DangerousAlchemy · Today 22:09

bumptybum · Yesterday 07:15

Men’s testosterone drops around that age. Lowered testosterone increases low mood, annciety and depression.
We understand the effects of lowering hormones on women. Men also have changes. Typically not as dramatic but enough to cause irritability and grumpiness. More needs to be done here. We need to be looking at male HRT

secondly many women may be calm, straight and reasonable to their friends. But they also can become detached, asexual and snappy with their partners.

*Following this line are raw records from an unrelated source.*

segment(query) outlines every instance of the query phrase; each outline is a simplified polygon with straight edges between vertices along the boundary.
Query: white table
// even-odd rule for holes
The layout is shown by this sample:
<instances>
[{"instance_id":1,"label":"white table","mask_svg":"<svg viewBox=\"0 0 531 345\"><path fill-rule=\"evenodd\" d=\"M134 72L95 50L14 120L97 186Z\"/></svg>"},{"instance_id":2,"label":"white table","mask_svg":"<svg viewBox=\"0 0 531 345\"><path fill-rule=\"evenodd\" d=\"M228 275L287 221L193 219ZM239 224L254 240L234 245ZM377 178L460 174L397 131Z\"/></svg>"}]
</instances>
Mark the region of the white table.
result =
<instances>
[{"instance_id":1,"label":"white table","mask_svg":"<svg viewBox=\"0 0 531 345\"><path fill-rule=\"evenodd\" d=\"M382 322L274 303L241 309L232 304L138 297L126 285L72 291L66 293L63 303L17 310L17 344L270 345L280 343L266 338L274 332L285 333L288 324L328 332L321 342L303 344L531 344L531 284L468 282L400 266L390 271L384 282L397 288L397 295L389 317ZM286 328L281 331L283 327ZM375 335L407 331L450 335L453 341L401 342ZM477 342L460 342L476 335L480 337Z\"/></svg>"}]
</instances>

you have acknowledged menopause and perimenopause but have sort of brushed that aside. I know I am far less connected a lot of he time. Not just theory my dh who is lovely. But also with my adult dc. I just honestly want to be left alone a lot of the time and I’m aware they haven’t done anything wrong it’s me change I’ve shifted.

Unless people are genuinely willing to look at the entire cocktail of changes and how that impacts both men and women, there was always going to be this his fault/her fault Default blame game. Doesn’t serve anyone

True the male menopause is a real thing but I'm 50 & I've spent a few years getting HRT sorted along with blood tests and taking in stool samples for the IBS I seem to have developed ie I've been sorting out my health and doing what I can to stop the worse symptoms of my perimenopause. Taking magnesium before bed, iron tablets & collagen plus menopace supplements going to yoga. My DH never sees the doctor, refuses to take any supplements, drinks too much and has a low sex drive (I want sex far more often than he does). So I'm putting the effort into our marriage I feel and he isn't. He's not necessarily grumpy but he's stubborn and set in his ways & loves to be alone and no longer seems to care about what clothes he wears or his apoearance. he wfh all the time too which doesnt help. In my friendship groups my female friends all around 50 are making far more effort with their marriages than their partners are. I can see why women around 50 want a change. To live alone. To get rid of the grumpy old man they're suddenly married to.